Los responsables criminalmente lo son también civilmente cuando se causaren daños y perjuicios, por ello producida por el acusado la muerte de Juana debe ser condenado al pago a sus hijas de una indemnización por el perjuicio que sin duda les ha causado privarles a tan corta edad de su progenitora. No obstante, las pretensiones que sobre este particular realizan las Acusaciones Populares nunca podrán atenderse al carecer de legitimación para ejercitar la acción civil, que sólo puede articularse por la Acusación Particular por el interés directo que tiene todo perjudicado en el hecho ilícito y en su defecto por el Ministerio Fiscal, de suerte que, las Acusaciones Populares únicamente ejercen la acción penal y en este ámbito han de ceñir sus pretensiones. En consecuencia y habiendo solicitado el Ministerio Fiscal en concepto de indemnización para las hijas menores de la pareja formada por el acusado y Juana la suma de 240.00 euros se le condena al pago de esta cantidad.
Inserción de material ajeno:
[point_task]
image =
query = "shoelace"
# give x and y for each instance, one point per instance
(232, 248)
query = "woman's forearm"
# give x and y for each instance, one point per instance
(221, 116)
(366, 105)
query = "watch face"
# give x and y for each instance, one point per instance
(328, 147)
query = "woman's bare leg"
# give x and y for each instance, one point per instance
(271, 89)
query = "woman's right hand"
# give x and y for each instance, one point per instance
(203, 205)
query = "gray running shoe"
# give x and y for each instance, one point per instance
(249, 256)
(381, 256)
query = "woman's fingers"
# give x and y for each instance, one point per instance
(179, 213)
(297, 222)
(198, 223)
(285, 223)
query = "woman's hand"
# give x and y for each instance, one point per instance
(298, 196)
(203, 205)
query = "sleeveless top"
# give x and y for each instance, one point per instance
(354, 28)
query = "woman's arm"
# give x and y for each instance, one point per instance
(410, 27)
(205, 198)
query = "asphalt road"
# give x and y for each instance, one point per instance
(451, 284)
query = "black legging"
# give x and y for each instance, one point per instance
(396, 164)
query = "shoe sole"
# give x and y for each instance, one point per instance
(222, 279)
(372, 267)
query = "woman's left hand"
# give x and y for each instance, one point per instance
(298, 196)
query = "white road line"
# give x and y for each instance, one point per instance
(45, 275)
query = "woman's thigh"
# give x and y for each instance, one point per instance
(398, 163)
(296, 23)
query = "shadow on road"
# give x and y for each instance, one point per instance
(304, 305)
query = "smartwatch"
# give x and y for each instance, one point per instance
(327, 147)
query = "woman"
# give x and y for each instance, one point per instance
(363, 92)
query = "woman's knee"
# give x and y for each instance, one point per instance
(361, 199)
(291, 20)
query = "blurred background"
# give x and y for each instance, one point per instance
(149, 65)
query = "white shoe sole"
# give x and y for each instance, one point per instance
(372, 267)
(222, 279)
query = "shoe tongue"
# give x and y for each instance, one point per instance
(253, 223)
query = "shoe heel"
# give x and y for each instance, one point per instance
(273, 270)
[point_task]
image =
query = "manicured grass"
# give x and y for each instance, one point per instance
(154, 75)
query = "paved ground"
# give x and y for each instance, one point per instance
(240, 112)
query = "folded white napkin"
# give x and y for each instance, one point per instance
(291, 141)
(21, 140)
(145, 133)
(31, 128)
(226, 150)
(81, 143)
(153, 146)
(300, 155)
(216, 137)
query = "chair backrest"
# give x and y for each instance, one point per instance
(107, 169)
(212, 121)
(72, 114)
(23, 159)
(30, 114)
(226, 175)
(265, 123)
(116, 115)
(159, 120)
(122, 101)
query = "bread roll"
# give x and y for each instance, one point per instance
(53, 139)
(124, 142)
Las costas se entienden impuestas por ministerio de la Ley a los culpables de delito excluidas las de las Acusaciones Populares, según una constante y pacífica doctrina del Tribunal Supremo (entre otras la Sentencia núm. 20/2001, de 28 marzo y la Sentencia núm. 175/2001, de 12 febrero).
Vistos los preceptos legales citados y demás de general y pertinente aplicación
Fallo
: Que DEBEMOS CONDENAR Y CONDENAMOS a Luis Francisco como autor responsable de un delito de Asesinato alevoso con la concurrencia de la agravante de parentesco a la pena de DIECISIETE AÑOS Y SEIS MESES DE PRISIÓN, accesoria de Inhabilitación absoluta durante el tiempo de la condena y pago de las costas procesales excluidas las de las dos Acusaciones Populares Clara Campoamor y Ayuntamiento de Basauri; así como a que abone a sus hijas Marí Luz y Esperanza la cantidad de 240.000 euros con aplicación del art. 576 LEC como indemnización de perjuicios.
Declaramos la insolvencia de dicho acusado aprobando el Auto que a este fin dictó el Instructor con fecha 07/04/2.003. Y para el cumplimiento de la pena principal y responsabilidad subsidiaria que se impone, le abonamos todo el tiempo que ha estado privado de libertad por esta causa.
Así por esta nuestra sentencia, de la que se unirá certificación al rollo, lo pronunciamos, mandamos y firmamos.
PUBLICACIÓN.- Dada, leída y publicada fue la anterior Sentencia por el mismo Juez que la dictó, estando celebrando audiencia pública en el mismo día de su fecha, de lo que yo el Secretario doy fe.